PLACES_COUNT_V2 function

The PLACES_COUNT_V2 function returns a BigQuery table containing place counts and sample Place IDs for multiple input geographies based on specified filters. This function is designed for efficient batch processing by accepting an input table parameter of geographies, allowing you to analyze many areas of interest in a single query by providing the geographies through an input table.

Syntax

SELECT * FROM `PROJECT_NAME.LINKED_DATASET_NAME.PLACES_COUNT_V2`(
  TABLE input_geographies,
  filters
)

Parameters

  • PROJECT_NAME: The name of your Google Cloud project.
  • LINKED_DATASET_NAME: The name of the BigQuery dataset containing the Places Insights functions (e.g., places_insights___us).
  • input_geographies: A BigQuery table containing the geographies to analyze. This table must include the following columns:
    • geo_id (STRING): A unique identifier for each geography.
    • geo (GEOGRAPHY): The BigQuery GEOGRAPHY object representing the area. This can be a point, polygon, or other geography type.
  • filters (JSON): A JSON object containing key-value pairs for filtering the places. See Filter Parameters.

Output Table Schema

The PLACES_COUNT_V2 function returns a table with the following columns:

Column Name Data Type Description
geo_id STRING The unique identifier for the input geography, from the input_geographies table.
input_geography GEOGRAPHY The original GEOGRAPHY object from the input_geographies table.
place_count INTEGER The total number of places matching the filters.
sample_place_ids ARRAY<STRING> An array of up to 250 Place IDs that match the criteria.

How it works

The function processes each row in the input_geographies table. For each geo object, it counts the number of places that fall within the geography (or within the geography_radius if the geo is a point and the radius is specified in the filters). The count includes only those places that match all the conditions defined in the filters JSON object.

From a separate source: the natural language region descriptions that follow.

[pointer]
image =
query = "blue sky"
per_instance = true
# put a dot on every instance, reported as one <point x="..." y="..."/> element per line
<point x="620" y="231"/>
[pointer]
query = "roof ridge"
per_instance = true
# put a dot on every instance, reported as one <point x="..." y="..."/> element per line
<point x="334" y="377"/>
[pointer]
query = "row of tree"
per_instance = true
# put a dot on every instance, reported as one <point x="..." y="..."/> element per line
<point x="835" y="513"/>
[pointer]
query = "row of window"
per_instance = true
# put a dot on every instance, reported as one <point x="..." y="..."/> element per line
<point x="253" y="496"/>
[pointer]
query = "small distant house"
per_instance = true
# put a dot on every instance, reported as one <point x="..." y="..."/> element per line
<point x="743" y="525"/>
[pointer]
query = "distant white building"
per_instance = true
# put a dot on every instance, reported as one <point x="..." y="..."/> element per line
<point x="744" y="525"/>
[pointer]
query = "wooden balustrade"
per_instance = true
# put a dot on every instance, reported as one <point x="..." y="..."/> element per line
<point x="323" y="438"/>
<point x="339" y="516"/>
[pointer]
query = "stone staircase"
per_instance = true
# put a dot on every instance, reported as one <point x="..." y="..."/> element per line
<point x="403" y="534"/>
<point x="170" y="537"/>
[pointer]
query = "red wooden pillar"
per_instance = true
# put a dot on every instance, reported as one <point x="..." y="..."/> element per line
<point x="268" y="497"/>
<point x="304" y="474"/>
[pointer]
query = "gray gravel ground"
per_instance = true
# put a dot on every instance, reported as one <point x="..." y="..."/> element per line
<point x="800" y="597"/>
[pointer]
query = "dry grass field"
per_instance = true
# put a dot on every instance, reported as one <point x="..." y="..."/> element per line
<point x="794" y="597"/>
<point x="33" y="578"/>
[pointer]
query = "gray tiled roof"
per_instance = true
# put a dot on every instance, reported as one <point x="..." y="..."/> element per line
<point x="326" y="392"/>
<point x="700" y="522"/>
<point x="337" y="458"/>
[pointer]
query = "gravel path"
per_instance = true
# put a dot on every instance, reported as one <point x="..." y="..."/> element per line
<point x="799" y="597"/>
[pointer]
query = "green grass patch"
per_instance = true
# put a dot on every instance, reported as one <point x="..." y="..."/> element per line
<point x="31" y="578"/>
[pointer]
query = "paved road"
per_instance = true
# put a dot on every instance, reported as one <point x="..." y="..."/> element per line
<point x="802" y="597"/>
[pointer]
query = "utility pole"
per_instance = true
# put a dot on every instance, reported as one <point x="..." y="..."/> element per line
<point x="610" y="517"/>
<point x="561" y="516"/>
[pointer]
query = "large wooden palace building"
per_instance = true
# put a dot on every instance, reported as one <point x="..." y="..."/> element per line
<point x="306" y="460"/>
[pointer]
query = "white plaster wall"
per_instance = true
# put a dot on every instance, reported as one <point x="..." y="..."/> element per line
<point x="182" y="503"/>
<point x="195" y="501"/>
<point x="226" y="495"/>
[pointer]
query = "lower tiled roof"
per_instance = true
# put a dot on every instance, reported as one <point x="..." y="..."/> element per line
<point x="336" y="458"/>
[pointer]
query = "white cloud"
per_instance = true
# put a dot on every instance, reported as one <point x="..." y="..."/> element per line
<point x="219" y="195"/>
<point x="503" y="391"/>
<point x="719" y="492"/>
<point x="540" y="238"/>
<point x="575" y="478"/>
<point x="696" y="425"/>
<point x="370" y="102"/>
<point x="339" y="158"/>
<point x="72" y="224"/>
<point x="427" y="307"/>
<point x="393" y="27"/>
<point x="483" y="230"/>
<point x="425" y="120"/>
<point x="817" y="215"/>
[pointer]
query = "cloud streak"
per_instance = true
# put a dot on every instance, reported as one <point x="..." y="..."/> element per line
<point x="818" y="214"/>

Example: Calculate the number of restaurants in three counties of New York City

This example generates a table of the number of operational restaurants in three counties of New York City.

This example uses the United States Census Bureau Data BigQuery public dataset to get the boundaries for three counties in New York City: "Queens", "Kings", and "New York". The boundaries of each county are contained in the county_geom column.

We first create a temporary table new_york_counties to hold the geo_id and the simplified GEOGRAPHY for each county.

SELECT *
FROM `PROJECT_NAME.places_insights___us.PLACES_COUNT_V2`(
  (
    SELECT
      county_name AS geo_id,
      ST_SIMPLIFY(county_geom, 100) AS geo
    FROM
      `bigquery-public-data.geo_us_boundaries.counties`
    WHERE
      state_fips_code = "36"  -- New York State
      AND county_name IN ("Queens", "Kings", "New York")
  ),
  JSON_OBJECT(
      'types', ["restaurant"],
      'business_status', ['OPERATIONAL']
  )
);

The response table will have three rows, one for each county, showing the geo_id, input_geography, place_count, and sample_place_ids of operational restaurants.

Results for Places Count function in New York counties.

Benefits of using PLACES_COUNT_V2

PLACES_COUNT_V2 offers significant advantages over both PLACES_COUNT and PLACES_COUNT_PER_GEO:

  • Batch Processing: Efficiently analyze thousands of custom geographies in a single query by supplying multiple geography inputs in a table.
  • Performance: Utilizes BigQuery's optimized geospatial joins offering significant speed advantages for large datasets.
  • Scalability: Designed to handle a large number of input geographies without the limitations of single JSON parameter size.
  • Zero Counts Included: PLACES_COUNT_V2 returns a row for every geo_id provided in the input table. If no places match the criteria for a given geography, the place_count will be 0. This ensures you have a result for each input area, so you can see where places are absent.